The Chrysler Building and the Empire State Building in NYC are iconic classics of the art deco style popular in the 1920's. Both buildings have been sold multiple times over, and undoubtedly will be flipped several more times even within our expected remaining life times. Assume for the moment that the city/state has not previously slaped some kind of "historic" injunctive designation on them curbing alteration.

As privately owned, if the current or a potential buyer wants to tear them down in order to build a parking lot/condominiums/hotel/office/whatever, should a preservationist minded group be able to restrain the sale? Is there ANY public policy argument that should prevail over the owners' desires?

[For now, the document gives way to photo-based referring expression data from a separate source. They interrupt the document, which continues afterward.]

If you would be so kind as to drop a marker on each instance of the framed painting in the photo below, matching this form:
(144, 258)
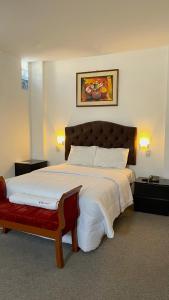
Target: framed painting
(97, 88)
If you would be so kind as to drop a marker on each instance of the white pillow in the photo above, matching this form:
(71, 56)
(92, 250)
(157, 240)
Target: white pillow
(82, 155)
(111, 158)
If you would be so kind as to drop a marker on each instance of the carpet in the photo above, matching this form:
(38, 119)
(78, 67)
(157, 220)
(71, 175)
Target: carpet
(133, 265)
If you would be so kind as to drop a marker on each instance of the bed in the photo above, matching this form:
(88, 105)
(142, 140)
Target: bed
(105, 192)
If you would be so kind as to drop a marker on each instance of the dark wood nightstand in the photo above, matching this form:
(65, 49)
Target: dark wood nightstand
(152, 197)
(29, 166)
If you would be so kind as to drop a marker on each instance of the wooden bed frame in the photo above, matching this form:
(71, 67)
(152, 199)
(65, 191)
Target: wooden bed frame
(65, 221)
(96, 133)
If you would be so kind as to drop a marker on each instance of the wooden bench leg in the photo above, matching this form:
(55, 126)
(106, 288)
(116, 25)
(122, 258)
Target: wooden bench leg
(5, 230)
(75, 247)
(59, 252)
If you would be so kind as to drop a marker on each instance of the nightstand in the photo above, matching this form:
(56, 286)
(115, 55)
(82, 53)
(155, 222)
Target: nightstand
(152, 197)
(29, 166)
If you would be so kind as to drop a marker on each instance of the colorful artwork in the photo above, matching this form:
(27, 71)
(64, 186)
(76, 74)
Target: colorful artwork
(98, 90)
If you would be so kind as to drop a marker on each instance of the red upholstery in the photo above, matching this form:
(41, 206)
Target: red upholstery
(28, 215)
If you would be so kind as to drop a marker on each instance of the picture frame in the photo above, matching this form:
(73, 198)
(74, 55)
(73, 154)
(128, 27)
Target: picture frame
(97, 88)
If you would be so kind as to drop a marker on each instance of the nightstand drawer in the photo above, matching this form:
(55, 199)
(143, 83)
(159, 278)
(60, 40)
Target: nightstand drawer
(152, 197)
(151, 190)
(152, 205)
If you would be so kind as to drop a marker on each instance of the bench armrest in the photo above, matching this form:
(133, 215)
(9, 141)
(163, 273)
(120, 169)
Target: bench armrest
(68, 209)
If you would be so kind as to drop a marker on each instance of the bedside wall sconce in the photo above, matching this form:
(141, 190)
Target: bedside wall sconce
(144, 144)
(60, 140)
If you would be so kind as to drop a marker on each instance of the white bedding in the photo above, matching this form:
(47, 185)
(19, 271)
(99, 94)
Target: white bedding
(104, 195)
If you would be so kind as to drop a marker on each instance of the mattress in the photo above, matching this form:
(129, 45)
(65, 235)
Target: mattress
(104, 195)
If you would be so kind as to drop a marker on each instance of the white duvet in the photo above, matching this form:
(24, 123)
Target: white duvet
(104, 195)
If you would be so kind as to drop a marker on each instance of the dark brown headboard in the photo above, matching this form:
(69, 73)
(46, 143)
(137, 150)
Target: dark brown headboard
(102, 134)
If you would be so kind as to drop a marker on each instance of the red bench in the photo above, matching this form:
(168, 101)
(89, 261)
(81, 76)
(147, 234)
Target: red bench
(40, 221)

This is the conundrum that lies at the heart of zoning/condemnation proceedings/park retention verse development fights.

Ron Beitler said...

I don't think political activism ended the KGI. But it doesn't help. As a business owner, I do not understand why someone would engage their business as a billboard.

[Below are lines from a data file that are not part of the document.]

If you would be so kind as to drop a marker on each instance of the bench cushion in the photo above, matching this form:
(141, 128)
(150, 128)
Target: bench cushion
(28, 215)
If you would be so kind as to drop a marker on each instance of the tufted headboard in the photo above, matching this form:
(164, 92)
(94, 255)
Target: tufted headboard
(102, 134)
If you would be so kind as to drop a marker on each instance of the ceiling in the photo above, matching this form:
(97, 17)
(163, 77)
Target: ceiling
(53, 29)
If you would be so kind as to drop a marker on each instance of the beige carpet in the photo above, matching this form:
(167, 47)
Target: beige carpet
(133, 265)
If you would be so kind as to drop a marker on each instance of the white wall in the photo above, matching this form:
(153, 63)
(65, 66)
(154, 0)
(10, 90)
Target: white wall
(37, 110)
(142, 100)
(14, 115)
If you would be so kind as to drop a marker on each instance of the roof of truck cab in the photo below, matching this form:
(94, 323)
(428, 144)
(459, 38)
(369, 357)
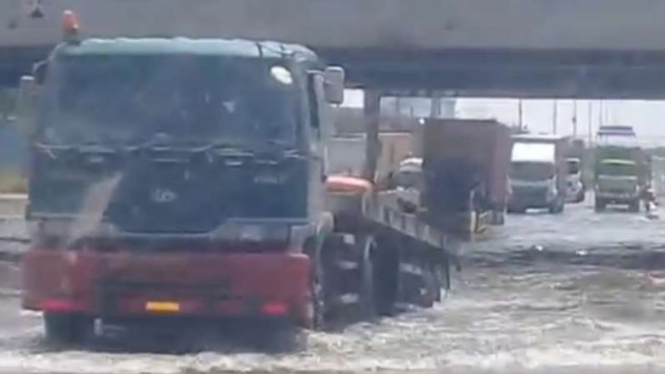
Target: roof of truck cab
(617, 161)
(209, 47)
(538, 137)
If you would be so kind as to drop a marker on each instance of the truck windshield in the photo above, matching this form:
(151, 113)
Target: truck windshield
(573, 166)
(617, 169)
(125, 99)
(531, 171)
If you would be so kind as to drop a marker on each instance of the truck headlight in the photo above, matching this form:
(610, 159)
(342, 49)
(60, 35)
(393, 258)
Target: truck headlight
(252, 232)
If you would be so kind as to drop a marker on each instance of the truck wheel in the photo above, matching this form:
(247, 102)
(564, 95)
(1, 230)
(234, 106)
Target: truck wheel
(599, 205)
(317, 295)
(634, 206)
(367, 294)
(68, 328)
(580, 197)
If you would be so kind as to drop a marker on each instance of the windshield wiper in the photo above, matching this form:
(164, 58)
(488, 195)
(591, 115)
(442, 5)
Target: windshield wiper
(52, 150)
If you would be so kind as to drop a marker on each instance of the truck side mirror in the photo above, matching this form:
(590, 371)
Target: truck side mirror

You are alienating a certain % of potential clients before they walk into the door. Just doesn't make any business sense to do that. Esp in todays ridiculously polarized political climate.

Ron Beitler said...

"Is there ANY public policy argument that should prevail over the owners' desires?"

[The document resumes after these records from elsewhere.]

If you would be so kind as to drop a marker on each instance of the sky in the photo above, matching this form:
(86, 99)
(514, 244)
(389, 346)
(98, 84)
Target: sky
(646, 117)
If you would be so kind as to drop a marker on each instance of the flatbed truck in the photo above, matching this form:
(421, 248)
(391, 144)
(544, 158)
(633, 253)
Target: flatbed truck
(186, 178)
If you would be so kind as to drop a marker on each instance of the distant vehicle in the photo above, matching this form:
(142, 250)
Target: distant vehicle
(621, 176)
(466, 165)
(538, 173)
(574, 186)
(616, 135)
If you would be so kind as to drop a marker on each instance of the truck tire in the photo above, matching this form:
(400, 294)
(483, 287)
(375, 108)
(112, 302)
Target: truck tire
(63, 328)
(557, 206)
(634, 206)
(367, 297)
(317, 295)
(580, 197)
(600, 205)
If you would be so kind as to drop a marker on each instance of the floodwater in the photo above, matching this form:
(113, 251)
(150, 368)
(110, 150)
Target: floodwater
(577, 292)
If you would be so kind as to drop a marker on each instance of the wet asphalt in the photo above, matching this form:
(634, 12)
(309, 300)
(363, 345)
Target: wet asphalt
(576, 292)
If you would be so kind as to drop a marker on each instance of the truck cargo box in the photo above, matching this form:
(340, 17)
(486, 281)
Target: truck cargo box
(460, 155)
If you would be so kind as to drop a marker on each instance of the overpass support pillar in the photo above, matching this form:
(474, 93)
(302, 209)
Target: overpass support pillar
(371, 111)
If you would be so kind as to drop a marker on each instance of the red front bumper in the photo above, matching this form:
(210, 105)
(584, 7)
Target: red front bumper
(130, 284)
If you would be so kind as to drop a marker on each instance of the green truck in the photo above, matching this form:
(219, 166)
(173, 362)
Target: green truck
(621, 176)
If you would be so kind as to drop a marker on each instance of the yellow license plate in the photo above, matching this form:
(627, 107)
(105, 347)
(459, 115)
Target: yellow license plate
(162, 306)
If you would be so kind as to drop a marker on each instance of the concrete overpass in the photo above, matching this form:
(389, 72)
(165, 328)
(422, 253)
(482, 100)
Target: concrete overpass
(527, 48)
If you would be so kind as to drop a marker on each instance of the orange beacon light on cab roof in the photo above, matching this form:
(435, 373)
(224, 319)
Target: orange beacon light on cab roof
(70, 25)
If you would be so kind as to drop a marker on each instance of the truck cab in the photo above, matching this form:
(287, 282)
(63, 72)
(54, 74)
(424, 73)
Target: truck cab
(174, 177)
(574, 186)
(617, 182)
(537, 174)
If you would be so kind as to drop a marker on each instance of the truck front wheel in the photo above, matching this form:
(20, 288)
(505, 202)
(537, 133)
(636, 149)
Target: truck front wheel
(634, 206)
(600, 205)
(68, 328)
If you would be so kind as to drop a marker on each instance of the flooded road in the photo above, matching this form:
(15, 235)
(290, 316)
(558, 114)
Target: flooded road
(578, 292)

Yes, zoning. I believe in zoning and we have a long precedent of it upheld by the supreme court dating back to the 20's and Euclid vs. Ambler. We've had nearly a century of zoning in the United States.

"The court, in finding that there was valid government interest in maintaining the character of a neighborhood and in regulating where certain land uses should occur, allowed for the subsequent explosion in zoning ordinances across the country. "

The vast majority of communities have willingly adopted zoning. I also am big on local control. Bottom up gov't. A municipality has the right to adopt and enforce a zoning ordinance. If someone doesn't like it they can move to a place like Houston that doesn't have zoning as it's Houston's right to not have one.

While I do believe in zoning, I prefer form based codes. The emphasis is less on "what you can put where" and more on "how it fits there".

Single use zoning is clunky and regulatory in nature.

And the tradeoff for variance is an incentive not a rights grab. If owner is seeking variances their won't work under the current zoning. If you think their shouldnt be zoning at all... then that's a whole different argument.